Cayce Myers is an assistant professor in the Department of Communication.
Cayce Myers, assistant professor of public relations, Department of Communication.

Virginia Tech faculty readers like Myers are the unsung heroes of commencement, and they take their roles seriously. Each year, as they prepare to read thousands of names in front of commencement crowds, they pore over lists of graduates, scribbling meticulous phonetic notes and praying that they won’t get sick or worse — lose their voices — before the big event.

Katie Wells, director of advising for Pamplin College of Business, recalled a hurried trip to the doctor a few days before commencement several years ago, when her allergies were particularly bad.

“‘I can’t sound like this,’” she said to the doctor.

Joe Merola carries several bottles of water and Ricola throat lozenges each year when he climbs onto the Graduate School’s Commencement Ceremony stage in Cassell Coliseum. Merola, a chemistry professor, often takes a seat near the back of the stage so that he can review last-minute changes to the name list, which this year will total about 870 for master’s degree and Ph.D. students who plan to attend.

A few days before commencement, he receives a list of doctoral graduates via email (master’s students hand him cards with their name), enlarges the font, prints the pages, and begins making his pronunciation marks and notes. When he first began reading names for the Graduate School 15 years ago, Merola enlisted Don McKeon, a now retired Virginia Tech professor who taught English as a Second Language courses. McKeon taught Merola how to correctly pronounce hundreds of international names.

Now Merola said he feels comfortable with most pronunciation variations. But that hasn’t stopped him from occasionally getting a name wrong. One year, he mispronounced the name of a faculty member who hooded a Ph.D. student during commencement.

He remembers an angry email the next day. Later, the blunder became a joke between the two.

Graduates for the College of Engineering are asked to fill out an electronic survey to explain how to pronounce their names using common words. Bev Watford, the college’s associate dean for academic affairs, uses the survey, plus Google, as she studies name pronunciations for the more than 1,600 undergraduates who will graduate this week.

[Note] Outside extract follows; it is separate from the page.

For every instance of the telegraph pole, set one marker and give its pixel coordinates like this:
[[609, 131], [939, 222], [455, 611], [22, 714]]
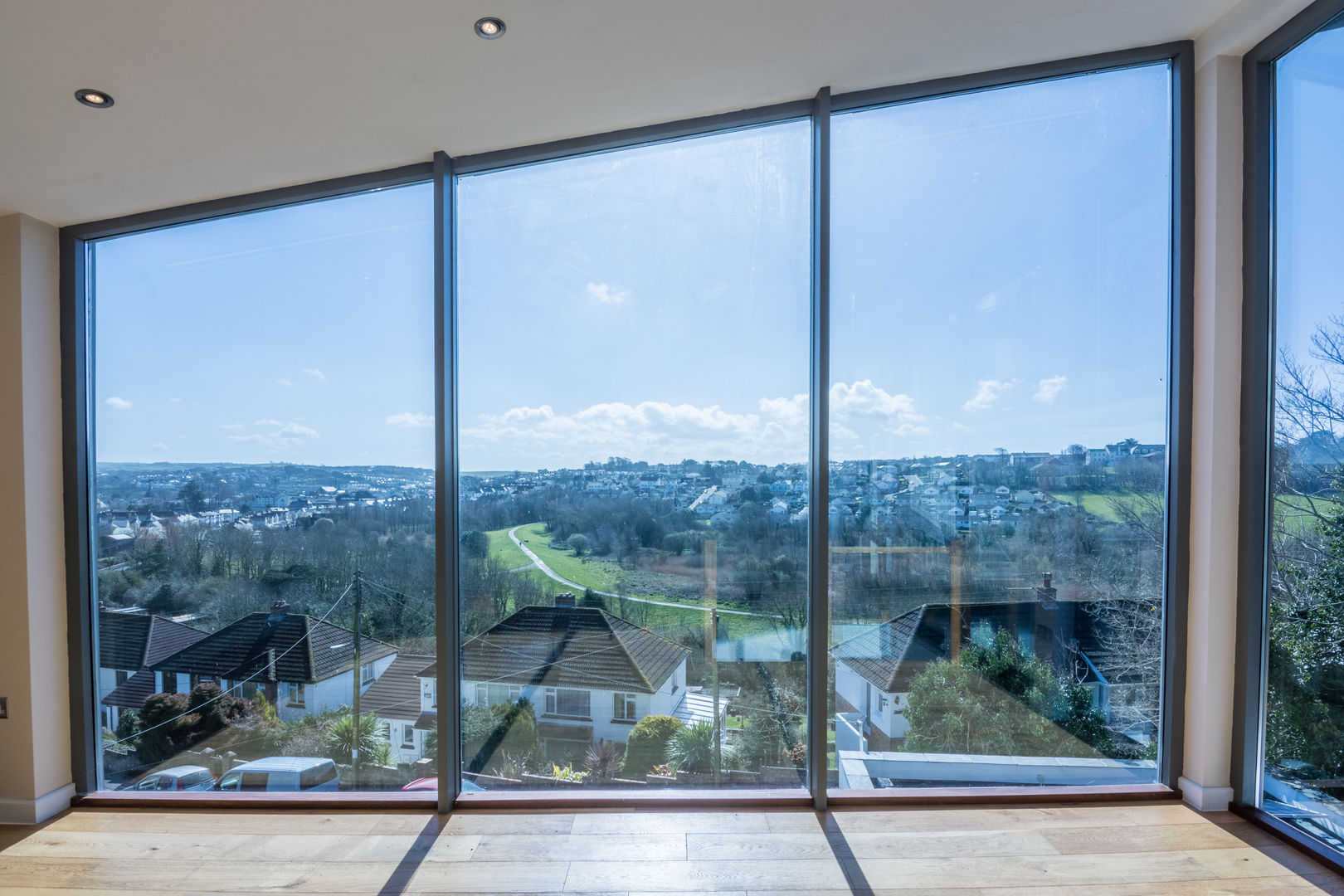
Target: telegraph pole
[[353, 748]]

“Your parents paid money [for college],” Watford said. “They deserve to hear your name correctly.”

Confidence in name pronouncing is key, said Wells, explaining that students send her audio recordings of their name pronunciations if she asks. This year, Wells is splitting the list of more than 1,000 Pamplin graduate names with two other advisors.

“You’ve got to go with what comes out,” said Wells, who admitted to having nightmares about commencement each year. “You can’t try to go back. Just say it and say it with confidence.”

Still, there’s a fine line between sounding too serious and too somber, Merola said. He said he likes to have fun, particularly when spouses receive their diplomas at the same time or a graduate walks up to the stage holding their child.

Over the years, Merola has found ways to change his voice to keep from sounding monotonous as he reads name after name.

“You really want to find a way to make that student think that they’re special,” he said. “You try to pronounce it [their name] with confidence, properly, and maybe, if I can manage it, with a little twinkle in my voice.”